Há 380 aldeias distribuídas ao longo de 10 milhões de hectares nas terras yanomamis, demarcadas pelo então presidente Fernando Collor. A pressão do garimpo ilegal e de todo tipo de negócio escuso se espalha por outras áreas demarcadas. Segundo levantamento do Mapbiomas, em 2022 as mais extensas áreas de garimpo em terras indígenas estavam em território Kayapó (7.602 ha) e Munduruku (1592 hectares) (no Estado do Pará), e Yanomami (414 ha), no Amazonas e Roraima.

A Amazônia sempre foi terra de ninguém, mas a fragilidade do Estado em vigiar e proteger a região foi agravada sobremaneira por uma política ativa de apoio aos garimpeiros e dilapidação dos recursos materiais e humanos do aparato estatal pelo governo de Jair Bolsonaro. Bolsonaro afastou especialistas da Funai para aparelhá-la com ideólogos desvairados, policiais e militares sem a menor formação, aptidão ou vontade de defender as comunidades indígenas. Um dossiê da Indigenistas Associados e Inec, de junho, revelou que das 39 unidades da Funai, apenas duas eram dirigidas por servidores públicos. As demais eram coordenadas por 19 militares, três por PMs e duas por policiais federais. As 13 restantes foram chefiadas por servidores substitutos ou sem vínculo com a administração pública. Na Funai, com Bolsonaro, o número de cargos vagos tornou-se maior que o de vagas ocupadas. Ele cumpriu uma de suas promessas, a de não delimitar nenhum centímetro de terras indígenas em seu governo.

No início de seu governo, Bolsonaro quis atribuir ao Ministério da Agricultura a demarcação de terras indígenas, e transferir a Funai para o Ministério da Mulher e Direitos Humanos. O órgão voltou para a Justiça.

Bolsonaro tem responsabilidade na agressão aos yanomamis. Duas lavras de garimpo foram concedidas em seu governo nas imediações da reserva, uma para um cidadão alvo de várias operações da PF (Rodrigo Cataratas) e outra para gente ligada a grupos de garimpo ilegal (Nikolas Godoi). Cataratas recebe dinheiro público desde 2014 para cuidar de transporte aéreo ligado a saúde indígena (Folha de S. Paulo, 24-01). O garimpo tomou parte das pistas utilizadas pela Funai, dificultando o escoamento de medicamentos, de doentes e de assistência.

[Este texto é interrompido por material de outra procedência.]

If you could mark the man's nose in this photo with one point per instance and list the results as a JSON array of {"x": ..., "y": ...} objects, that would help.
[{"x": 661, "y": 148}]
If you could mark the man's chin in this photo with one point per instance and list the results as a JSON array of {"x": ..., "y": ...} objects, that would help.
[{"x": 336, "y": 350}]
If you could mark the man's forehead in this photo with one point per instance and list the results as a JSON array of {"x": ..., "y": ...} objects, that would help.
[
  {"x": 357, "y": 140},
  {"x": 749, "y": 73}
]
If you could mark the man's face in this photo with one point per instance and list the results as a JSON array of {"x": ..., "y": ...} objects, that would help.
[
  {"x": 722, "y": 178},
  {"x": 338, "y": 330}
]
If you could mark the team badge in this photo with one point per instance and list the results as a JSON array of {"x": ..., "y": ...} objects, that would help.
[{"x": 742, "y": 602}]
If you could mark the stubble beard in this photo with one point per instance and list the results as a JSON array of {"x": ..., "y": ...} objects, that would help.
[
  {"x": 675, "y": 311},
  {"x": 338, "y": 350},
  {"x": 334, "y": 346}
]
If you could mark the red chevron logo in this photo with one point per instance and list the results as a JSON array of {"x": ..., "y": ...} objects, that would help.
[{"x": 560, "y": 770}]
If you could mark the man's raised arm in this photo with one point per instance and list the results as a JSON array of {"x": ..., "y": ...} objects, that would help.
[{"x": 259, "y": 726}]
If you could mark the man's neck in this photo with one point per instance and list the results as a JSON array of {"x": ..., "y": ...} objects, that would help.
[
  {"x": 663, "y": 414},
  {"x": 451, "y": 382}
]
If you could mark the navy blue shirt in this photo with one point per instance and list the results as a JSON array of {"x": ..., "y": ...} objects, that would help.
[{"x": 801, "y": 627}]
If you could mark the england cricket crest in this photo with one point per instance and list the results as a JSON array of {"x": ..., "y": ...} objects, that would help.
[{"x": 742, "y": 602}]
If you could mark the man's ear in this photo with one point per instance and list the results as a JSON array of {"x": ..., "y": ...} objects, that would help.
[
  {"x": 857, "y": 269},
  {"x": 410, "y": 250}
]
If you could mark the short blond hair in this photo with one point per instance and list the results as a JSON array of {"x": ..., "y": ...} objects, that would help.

É preciso ações enérgicas e continuadas para reconstruir a infraestrutura de atendimento nas áreas indígenas, expulsar o garimpo e discernir responsabilidades pelo descalabro existente. Acusações precisam ser bem fundamentadas, especialmente as graves como genocídio. O governo de Dilma Rousseff já foi acusado de promover “lento genocídio” em 2014 pela Prelazia do Xingu por ter sido a presidente que menos regularizou terras indígenas desde a redemocratização. Por outro lado, nada, desde a ditadura militar, se compara com a política ativa de Bolsonaro de favorecer o garimpo e destruir a Amazônia e seus mais antigos habitantes.